Homocysteine (HC) is a non–protein-forming, sulfur-containing amino acid that stands at the crossroads of two metabolic pathways (Figure 1) (1). HC, which is not a dietary constituent, is formed exclusively upon demethylation of methionine, and is eliminated through one of two vitamin-dependent pathways, in addition to an alternate vitamin-independent pathway confined to the liver. In the ubiquitous, vitamin B12–dependent remethylation pathway, methionine synthase (MS) catalyzes the conversion of HC back to methionine in the presence of the methyl donor, N-5-methyltetrahydrofolate. Alternatively, HC can undergo transsulfuration, in which it condenses with serine to form cystathionine through the action of the vitamin B6–containing enzyme, cystathionine-β-synthase (CBS). Cystathionine is then hydrolyzed to cysteine and α-ketobutyrate by γ-cystathioninase.
Figure 1.
HC metabolism and vascular dysfunction. HC is formed upon demethylation of methionine via S-adenosylmethionine (AdoMet) and S-adenosylhomocysteine (AdoHC). HC is eliminated in the methionine cycle by remethylation through the action of methionine synthase (MS), a vitamin B12–dependent enzyme. In this reaction, methyltetrahydrofolate (CH3THF) serves as the methyl donor, and is formed from methylene tetrahydrofolate (CH2THF) through the action of methyltetrahydrofolate reductase (MTHFR). CH2THF is formed from tetrahydrofolate (THF), a folate derivative. Alternatively, HC can participate in transsulfuration in which it condenses with serine through the action of the vitamin B6-dependent enzyme, cystathionine-β-synthase (CBS). Cystathionine then splits into cysteine and α-ketobutyrate. HC can modify vascular cell function by forming a direct disulfide protein derivative, as in the case of the fibrinolytic receptor, annexin II; by inducing a prothrombotic phenotype through largely unknown mechanisms; or by undergoing auto-oxidation generating superoxide radicals (redox stress), leading to depletion of nitric oxide (NO•) and expression of acute stress–related genes. Redox stress may also activate the proinflammatory transcription factor NF-κB, which may induce expression of TNF-α, RAGE/EN-RAGE, VCAM-1, tissue factor, and MMP-9. TNF-α may also induce activation and nuclear translocation of NF-κB.
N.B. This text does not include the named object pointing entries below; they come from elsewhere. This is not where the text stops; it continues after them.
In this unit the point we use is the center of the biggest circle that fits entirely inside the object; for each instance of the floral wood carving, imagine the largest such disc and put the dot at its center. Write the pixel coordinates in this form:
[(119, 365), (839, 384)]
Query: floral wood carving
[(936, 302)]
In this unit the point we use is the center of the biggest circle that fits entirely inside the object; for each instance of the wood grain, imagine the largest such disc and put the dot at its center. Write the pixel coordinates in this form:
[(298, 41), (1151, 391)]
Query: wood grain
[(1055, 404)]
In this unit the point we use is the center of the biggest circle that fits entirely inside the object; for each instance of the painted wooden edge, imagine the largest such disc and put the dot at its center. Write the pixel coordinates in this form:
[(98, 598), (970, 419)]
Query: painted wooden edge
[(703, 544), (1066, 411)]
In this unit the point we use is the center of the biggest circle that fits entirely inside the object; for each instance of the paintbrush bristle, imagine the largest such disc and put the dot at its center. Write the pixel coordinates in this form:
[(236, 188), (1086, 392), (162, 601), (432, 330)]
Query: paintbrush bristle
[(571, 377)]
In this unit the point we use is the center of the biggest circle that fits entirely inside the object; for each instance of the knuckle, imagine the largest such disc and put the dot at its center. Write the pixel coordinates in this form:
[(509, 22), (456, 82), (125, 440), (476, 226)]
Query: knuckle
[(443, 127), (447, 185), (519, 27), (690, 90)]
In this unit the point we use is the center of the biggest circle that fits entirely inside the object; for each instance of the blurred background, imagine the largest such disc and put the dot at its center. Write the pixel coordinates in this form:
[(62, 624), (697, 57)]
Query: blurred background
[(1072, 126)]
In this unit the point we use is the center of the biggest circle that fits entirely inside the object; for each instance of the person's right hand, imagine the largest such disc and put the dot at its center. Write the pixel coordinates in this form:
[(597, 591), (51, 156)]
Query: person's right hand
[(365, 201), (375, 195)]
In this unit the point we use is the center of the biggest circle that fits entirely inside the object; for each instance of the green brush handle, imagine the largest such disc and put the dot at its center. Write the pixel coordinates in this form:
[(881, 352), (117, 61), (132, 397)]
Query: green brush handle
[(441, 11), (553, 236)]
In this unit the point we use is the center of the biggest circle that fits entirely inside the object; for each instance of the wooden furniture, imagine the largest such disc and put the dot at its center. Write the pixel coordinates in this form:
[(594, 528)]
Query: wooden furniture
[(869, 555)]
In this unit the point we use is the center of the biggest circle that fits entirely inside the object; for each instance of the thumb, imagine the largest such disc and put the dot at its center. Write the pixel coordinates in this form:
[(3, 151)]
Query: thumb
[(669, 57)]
Elevated plasma levels of HC have been associated with vascular disease since the initial descriptions of classical homocystinuria in children. Gerritsen and Waisman first reported a fatal pulmonary thromboembolism in a one-year-old with homocystinuria (2). Others found autopsy evidence of thrombosis of the superior sagittal sinus, inferior vena cava, and portal vein, as well as atherosclerosis-like occlusion of renal, carotid, and coronary arteries (3). McCully first described intimal fibrosis and disruption of the internal elastic lamina in multiple medium-sized arteries in an infant with MS deficiency and a child with CBS deficiency (4).
In 1976, Wilcken and Wilcken showed in the JCI that, compared with normal subjects, those with coronary artery disease exhibited higher plasma HC levels following a challenge with oral methionine (5). Indeed, the last decade has witnessed an exponential increase in studies defining plasma HC as an independent risk factor, similar to smoking or hyperlipidemia, for atherosclerotic cardiovascular, cerebrovascular, and peripheral vascular disease, and for deep vein thrombosis and thromboembolism (6, 7). A meta-analysis of over 4,000 patients showed a graded risk for atherosclerosis of cardiovascular, cerebrovascular, and peripheral vessels such that a 5 μM increase in HC conferred a 80% increased risk to women and a 60% increased risk to men (8). A clear association also exists between plasma HC and mortality in both patients with angiographic coronary artery disease (9) and the elderly (10).
The first in vivo evidence that HC can alter endothelial-cell function in the absence of pre-existing vascular disease was published in the JCI in 1996 (11). Healthy cynomolgus monkeys made mildly hyperhomocysteinemic by a high methionine, low folate diet showed markedly impaired responses to endothelium-dependent vasodilators such as acetylcholine and ADP. Eberhardt et al. reinforced this view in a second study in the JCI involving mice heterozygous for the CBS null allele (12). These animals, which maintained mild hyperhomocysteinemia in the absence of structural vascular disease (13), showed attenuated endothelium-dependent aortic relaxation to acetylcholine but a normal endothelium-independent response to sodium nitroprusside. Such work has led to the oxidant stress theory of vascular dysfunction, according to which the sulfhydryl group of HC undergoes auto-oxidation, generating superoxide radicals (O2–) which consume the vasodilator NO to form peroxynitrite (OONO–) (14).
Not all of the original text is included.